Soll diese Entwicklung gebremst werden, reicht es nicht, einfach weniger fossile Rohstoffe zu verbrennen. Was es zusätzlich braucht, sind zwei Arten von Technologien. Entweder man entzieht der Umgebungsluft CO2, so wie es das international bekannte ETH-Spin-off Climeworks macht. Oder aber man reinigt die Abgase von CO2-intensiven Industrien. Im Fokus stehen die Zement- und Stahlproduktion, denn in beiden Fällen ist die Freisetzung von CO2 aus Koks (Stahl) beziehungsweise Kalziumkarbonat (Zement) ein unvermeidlicher Teil des Herstellungsprozesses.

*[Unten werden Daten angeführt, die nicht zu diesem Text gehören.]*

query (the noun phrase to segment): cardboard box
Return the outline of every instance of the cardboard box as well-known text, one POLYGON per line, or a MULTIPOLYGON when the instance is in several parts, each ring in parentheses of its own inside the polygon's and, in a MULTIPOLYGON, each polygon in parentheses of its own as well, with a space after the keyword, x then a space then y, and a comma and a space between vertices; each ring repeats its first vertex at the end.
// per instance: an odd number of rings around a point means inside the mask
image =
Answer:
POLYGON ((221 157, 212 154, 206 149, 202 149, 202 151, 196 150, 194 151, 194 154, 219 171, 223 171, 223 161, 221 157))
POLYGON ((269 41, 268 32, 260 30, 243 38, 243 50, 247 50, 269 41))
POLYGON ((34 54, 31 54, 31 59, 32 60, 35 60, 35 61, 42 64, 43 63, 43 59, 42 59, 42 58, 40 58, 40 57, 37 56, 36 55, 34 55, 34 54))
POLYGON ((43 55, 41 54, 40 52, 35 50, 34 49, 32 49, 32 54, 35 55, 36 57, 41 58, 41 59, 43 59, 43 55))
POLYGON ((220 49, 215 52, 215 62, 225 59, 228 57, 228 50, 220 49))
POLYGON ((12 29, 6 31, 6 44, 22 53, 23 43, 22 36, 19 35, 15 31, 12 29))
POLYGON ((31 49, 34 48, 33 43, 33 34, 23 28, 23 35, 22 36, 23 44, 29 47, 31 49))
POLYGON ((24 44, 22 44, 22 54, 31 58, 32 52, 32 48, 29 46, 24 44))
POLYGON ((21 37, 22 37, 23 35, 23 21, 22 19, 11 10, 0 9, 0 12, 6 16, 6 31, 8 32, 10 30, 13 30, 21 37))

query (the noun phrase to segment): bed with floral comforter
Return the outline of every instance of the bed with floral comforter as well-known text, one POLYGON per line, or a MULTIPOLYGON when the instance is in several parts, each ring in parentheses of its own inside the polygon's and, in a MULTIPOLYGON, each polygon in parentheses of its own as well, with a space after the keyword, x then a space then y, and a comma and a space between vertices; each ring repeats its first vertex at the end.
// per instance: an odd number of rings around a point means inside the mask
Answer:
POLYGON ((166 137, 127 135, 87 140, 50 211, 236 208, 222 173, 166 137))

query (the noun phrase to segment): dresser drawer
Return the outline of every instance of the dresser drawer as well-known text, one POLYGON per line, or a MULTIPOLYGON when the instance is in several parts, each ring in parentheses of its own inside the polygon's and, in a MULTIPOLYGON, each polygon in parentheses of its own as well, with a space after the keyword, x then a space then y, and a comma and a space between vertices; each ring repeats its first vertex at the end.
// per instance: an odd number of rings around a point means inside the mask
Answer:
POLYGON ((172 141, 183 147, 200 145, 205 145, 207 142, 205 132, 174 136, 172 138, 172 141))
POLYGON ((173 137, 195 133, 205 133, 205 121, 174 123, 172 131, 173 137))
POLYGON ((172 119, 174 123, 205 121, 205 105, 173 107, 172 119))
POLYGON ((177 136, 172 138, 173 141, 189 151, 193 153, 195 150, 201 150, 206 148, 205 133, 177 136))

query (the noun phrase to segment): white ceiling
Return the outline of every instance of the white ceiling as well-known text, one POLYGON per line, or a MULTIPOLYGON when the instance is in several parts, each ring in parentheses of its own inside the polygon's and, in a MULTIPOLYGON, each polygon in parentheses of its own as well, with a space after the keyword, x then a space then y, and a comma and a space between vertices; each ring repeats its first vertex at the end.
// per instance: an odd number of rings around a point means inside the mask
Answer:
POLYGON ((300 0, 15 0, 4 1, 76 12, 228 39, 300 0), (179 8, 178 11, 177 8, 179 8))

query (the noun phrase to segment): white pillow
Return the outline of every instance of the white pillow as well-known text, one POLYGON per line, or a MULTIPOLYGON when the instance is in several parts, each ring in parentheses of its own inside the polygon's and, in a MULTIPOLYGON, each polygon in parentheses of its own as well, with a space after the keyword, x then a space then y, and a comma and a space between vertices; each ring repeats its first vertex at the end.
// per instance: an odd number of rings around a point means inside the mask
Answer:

Für die Abgasreinigung stehen verschiedene Methoden zur Verfügung. Bereits seit über 100 Jahren gibt es die Amin-Wäsche. Ebenfalls bekannt ist die Abscheidung – die sogenannte Adsorption – von CO2 mit Silikaten, Zeolithen oder Aktivkohle; porösen Materialien, an denen CO2-Moleküle physikalisch andocken. Aber sie alle haben erhebliche Nachteile. Sie sind zu teuer oder sie adsorbieren auch andere Stoffe.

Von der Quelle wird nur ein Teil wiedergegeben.